My work around is to avoid using Header as follow:
# Read data
Data = DelimitedFiles.readdlm("Smap_Id_Select.csv", ',')
# Read header
Header = Data[1,1:end]
# Remove first row
Data = Data[1:end.≠1,1:end]
Such rounding might be happening at more places than the first row, so removing the first row is not the solution. If you have data of mixed types then it’s best to read it in by specifying the element type to be Any.
The issue with specifying header=true but no type is that by default, type is assumed to be Float64 and you get rounding errors on column 1 data.
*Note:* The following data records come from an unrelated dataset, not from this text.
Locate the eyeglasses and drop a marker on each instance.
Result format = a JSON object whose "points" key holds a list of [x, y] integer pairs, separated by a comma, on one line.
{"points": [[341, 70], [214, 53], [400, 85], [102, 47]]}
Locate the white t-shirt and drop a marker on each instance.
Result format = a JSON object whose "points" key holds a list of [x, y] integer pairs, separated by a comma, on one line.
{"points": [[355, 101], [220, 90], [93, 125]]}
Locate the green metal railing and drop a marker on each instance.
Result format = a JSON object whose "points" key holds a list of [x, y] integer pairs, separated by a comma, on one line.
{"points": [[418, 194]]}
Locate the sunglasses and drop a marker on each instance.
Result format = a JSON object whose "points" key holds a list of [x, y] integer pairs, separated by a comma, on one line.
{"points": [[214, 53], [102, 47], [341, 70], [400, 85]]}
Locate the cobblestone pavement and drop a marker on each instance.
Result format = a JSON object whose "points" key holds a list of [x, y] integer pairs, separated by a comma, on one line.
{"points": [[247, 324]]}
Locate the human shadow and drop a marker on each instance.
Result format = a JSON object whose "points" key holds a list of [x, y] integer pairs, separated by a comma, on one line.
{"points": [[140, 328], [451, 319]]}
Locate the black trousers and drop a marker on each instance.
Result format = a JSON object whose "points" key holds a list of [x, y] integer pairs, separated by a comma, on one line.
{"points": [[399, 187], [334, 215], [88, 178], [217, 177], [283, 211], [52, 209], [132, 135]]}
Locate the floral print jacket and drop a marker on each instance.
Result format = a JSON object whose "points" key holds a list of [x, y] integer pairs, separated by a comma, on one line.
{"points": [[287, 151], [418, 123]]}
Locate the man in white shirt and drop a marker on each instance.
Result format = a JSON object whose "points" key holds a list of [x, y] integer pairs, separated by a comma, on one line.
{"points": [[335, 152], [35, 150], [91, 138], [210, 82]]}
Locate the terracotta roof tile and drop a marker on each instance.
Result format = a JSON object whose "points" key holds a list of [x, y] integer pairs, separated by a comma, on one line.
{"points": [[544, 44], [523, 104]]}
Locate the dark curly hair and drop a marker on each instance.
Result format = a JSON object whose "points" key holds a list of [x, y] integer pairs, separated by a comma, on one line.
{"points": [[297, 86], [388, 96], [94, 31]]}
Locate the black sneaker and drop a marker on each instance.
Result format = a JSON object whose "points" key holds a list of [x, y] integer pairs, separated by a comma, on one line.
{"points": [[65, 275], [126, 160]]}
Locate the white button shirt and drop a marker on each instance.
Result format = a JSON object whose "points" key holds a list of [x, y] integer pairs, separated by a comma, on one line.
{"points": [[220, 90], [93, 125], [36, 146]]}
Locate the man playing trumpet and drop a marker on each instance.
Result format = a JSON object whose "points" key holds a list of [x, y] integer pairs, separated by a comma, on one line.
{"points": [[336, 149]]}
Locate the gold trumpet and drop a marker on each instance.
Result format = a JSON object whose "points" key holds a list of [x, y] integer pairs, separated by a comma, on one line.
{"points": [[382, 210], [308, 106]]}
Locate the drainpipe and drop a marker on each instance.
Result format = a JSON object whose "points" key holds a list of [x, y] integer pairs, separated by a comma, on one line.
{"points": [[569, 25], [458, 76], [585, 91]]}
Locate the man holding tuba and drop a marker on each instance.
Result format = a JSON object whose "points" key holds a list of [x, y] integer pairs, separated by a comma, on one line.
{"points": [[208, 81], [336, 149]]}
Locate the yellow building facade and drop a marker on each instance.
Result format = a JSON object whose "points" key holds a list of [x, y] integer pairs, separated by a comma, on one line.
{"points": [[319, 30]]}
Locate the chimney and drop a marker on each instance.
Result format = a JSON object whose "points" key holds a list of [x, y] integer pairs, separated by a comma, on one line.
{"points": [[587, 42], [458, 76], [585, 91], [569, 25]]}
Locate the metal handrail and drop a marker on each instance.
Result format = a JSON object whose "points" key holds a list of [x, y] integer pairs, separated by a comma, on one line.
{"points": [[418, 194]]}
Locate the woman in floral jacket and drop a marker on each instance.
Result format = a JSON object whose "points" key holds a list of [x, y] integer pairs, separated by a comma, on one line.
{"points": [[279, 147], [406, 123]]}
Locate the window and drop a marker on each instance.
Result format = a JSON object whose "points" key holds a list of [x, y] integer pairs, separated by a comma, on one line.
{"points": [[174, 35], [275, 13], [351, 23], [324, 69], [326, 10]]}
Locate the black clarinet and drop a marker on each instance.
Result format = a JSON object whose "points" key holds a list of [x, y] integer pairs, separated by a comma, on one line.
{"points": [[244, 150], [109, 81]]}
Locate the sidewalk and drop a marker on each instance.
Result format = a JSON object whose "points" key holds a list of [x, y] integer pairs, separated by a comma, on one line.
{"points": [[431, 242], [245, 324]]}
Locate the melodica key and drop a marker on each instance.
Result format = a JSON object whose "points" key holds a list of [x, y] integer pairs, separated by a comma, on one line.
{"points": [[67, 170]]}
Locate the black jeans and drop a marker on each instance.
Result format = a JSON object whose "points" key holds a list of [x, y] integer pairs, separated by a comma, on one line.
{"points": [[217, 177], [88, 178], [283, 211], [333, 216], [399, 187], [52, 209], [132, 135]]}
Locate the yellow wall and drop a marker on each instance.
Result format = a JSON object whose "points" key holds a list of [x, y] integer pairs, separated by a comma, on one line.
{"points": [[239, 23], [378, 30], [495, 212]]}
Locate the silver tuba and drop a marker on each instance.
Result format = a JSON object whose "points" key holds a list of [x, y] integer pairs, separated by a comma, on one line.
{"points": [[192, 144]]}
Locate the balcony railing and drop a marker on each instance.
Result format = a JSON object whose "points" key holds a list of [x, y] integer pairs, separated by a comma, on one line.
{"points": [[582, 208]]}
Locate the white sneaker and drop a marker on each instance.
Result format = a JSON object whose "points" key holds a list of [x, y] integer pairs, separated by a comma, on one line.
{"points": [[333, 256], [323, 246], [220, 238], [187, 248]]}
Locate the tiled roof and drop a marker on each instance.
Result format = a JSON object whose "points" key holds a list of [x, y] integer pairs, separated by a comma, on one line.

In your example this can be fixed by specifying header=true and type Int for data.
But …
In this case I have only Int64, but what happens if Id is an integer and the data is FLoat64?
Well, here you can specify header=true with type Any.
Or use CSV, which can do a better job of inferring column types, or you can explicitly specify them.
Your solution of reading without header=true and manually slicing out the first row works because the type is automatically inferred as Any since the first row (header) contains strings and the data rows are numeric.
BTW, I think you can simplify your slicing:
# Read header
Header = Data[1,1:end]
# Remove first row
Data = Data[1:end.≠1,1:end]
Header = Data[1, :]
Data = Data[2:end, :]
What is the fastest way to read .csv => Array and not DataFrames?
I would like to thank you for providing us such a DelimtedFiles which is in the core Julia package and therefore I expect that the DelimtedFiles works as expected with no surprises.
My comment is that if DelimitedFiles is outdated it may be a good idea to replace it with CSV.jl. I understand that there must be some build tools to easily convert DataFrameworks into Array.